Tony,
The only thing I see is that it could|should have a CLIENT perspective
as well:
Client writers MUST pay close attention to the timeout specified in
section 6.1 of RFC 5321.
Because the problem is mostly with the clients not following the 10
minute recommendation. I don't know if it should be mentioned but...
.... Clients using anything less than the recommended 10 minutes
could promote retransmission issues.
That is not in any way promoting that servers can take its sweet time
with 10 minute delays.
--
Sincerely
Hector Santos
http://www.santronics.com
Tony Hansen wrote:
Hmmm, if the following were added to 4409bis somewhere, I don't think it
should affect going from Draft => Full:
X.Y Timeouts
It has been observed that MUAs have in existing practice not been
allowing a long time for the Submit Server to respond to
the final <CRLF>.<CRLF>.
Submit Server writers MUST pay close attention to the Server
timeout specified in section 6.1 of RFC 5321, where it says:
... a receiver-SMTP MUST seek to minimize the time
required to respond to the final <CRLF>.<CRLF> end of
data indicator.
MUAs and other Submit clients SHOULD wait at least the normal TCP/IP
timeout lengths of time after sending the final <CRLF>.<CRLF>, if not
the full timeout specified in section 4.5.3.2.6 of RFC 5321.

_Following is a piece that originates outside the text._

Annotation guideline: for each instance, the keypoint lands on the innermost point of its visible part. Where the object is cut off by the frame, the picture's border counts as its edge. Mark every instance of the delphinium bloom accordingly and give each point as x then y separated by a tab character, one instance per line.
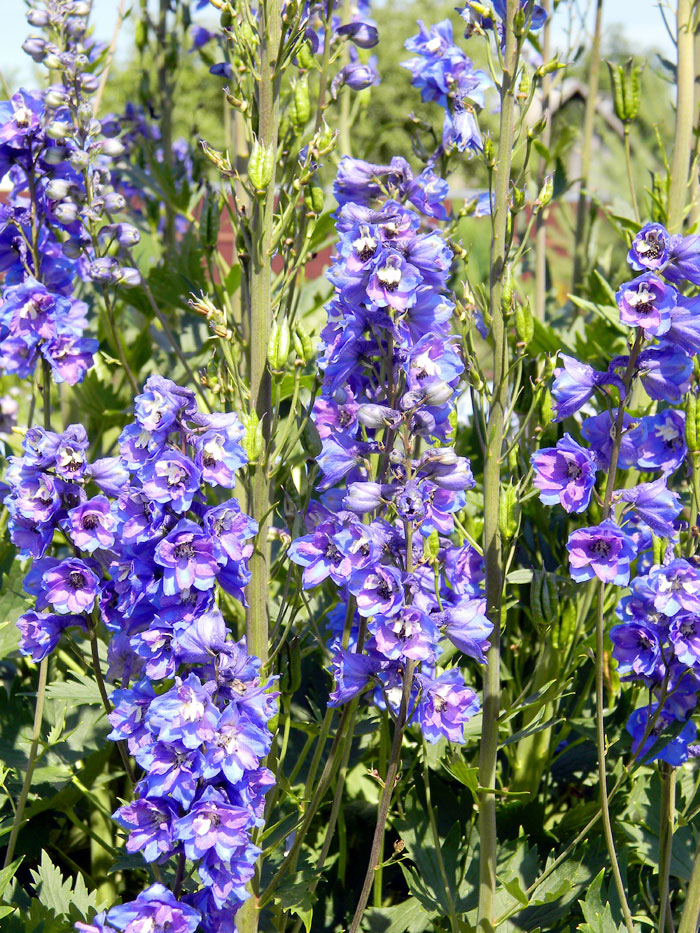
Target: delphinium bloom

or something along those lines.
Tony Hansen
On 8/11/2010 12:41 PM, Dave CROCKER wrote:
On 8/11/2010 9:19 AM, Tony Hansen wrote:
I'm wondering if, instead of changing the 5321 guidance, there needs
to be text
added to 4409bis about timeouts being shorter than those normally
used by SMTP.
Any useful guidance should be made wherever it is helpful. This issue
is certainly in the realm of 'useful'.
My note, here, isn't about that. It's a 'process' question, meant
mostly for academic consideration:
Is this the sort of change that is appropriate for going from Draft
to Full?
I would have thought that it was too technical and substantive and
that, at the least, the doc would have to cycle at, perhaps, Draft.
To repeat: this is meant purely as an academic exercise. I'm curious.